From beginning to end this book is about God being on a mission and His call for us to join Him on that mission. Everything flows from mission.
What I Liked:
Wright is an amazing OT scholar. He opens up passages of Scripture and sheds light upon them in such a way that they come alive. He helps the reader to make connections that are not easily made, and does so without needlessly stretching texts. There are statements within this book that cause the heart to beat in worship. You will read things and be inspired to follow God in mission. You will read things that cause you to weep at the comprehensiveness of God’s plan and the beauty of its finality in Jesus. Even though it is 585 pages long—Wright never bores you.

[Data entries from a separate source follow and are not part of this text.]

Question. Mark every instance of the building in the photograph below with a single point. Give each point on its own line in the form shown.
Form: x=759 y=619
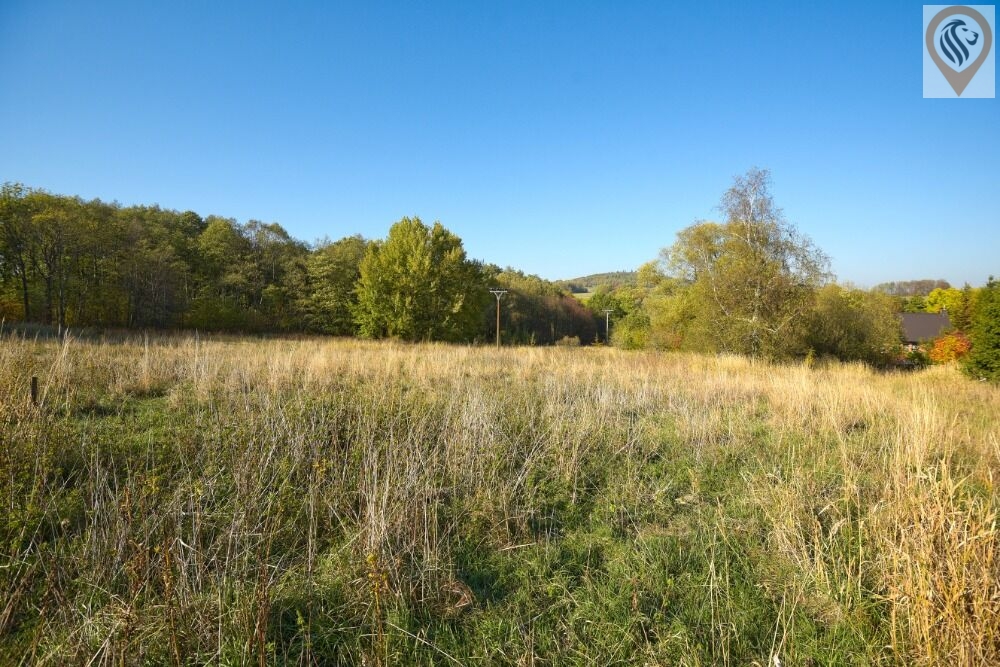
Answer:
x=923 y=327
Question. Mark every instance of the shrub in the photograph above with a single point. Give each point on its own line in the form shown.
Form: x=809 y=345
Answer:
x=983 y=360
x=949 y=347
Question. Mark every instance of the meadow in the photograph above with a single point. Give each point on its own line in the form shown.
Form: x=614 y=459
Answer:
x=182 y=500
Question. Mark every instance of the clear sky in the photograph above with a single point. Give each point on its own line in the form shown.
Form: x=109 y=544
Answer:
x=561 y=138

His chapter on idolatry is worth the price of the book. There are sections of this book that would make me want to give it 6 out of 5 stars. One statement in particular blew my mind and I feel it necessary to share it with you as an example of what this book contains:
“Ultimately all that will be there in the new, redeemed creation will be there because of the Cross. And conversely, all that will not be there (suffering, tears, sin, Satan, sickness, oppression, corruption, decay and death) will not be there because they will have been defeated and destroyed by the cross. That is the length, breadth, height, and depth of God’s idea of redemption. It is exceedingly good news. It is the [banner over all of our] mission.”
What I Disliked:
It is not a boring 585 pages but sometimes a tad redundant. Wright is so thorough and makes his point so well that sometimes you want to scream out, “okay I get it!!!” In this way he reminds me of reading Jonathan Edwards. This book probably would be a very effective 350 pages. It took me so long to read through this book that it lost some of its momentum from early on. It is filled with such gold that it is worth the labor of panning for it; however, I would hate to see someone not purchase this book because its thickness scares them. This book is not only for the scholar, it is for every pastor and missionary; but it is also for every believer. I would absolutely love to see a condensed version of this book for those that are more casual readers.
Should You Buy It?
Even if it takes you a long time to read it, this book needs to be in your library and one that you read often. Buy a copy and take it slow, you will thank me later.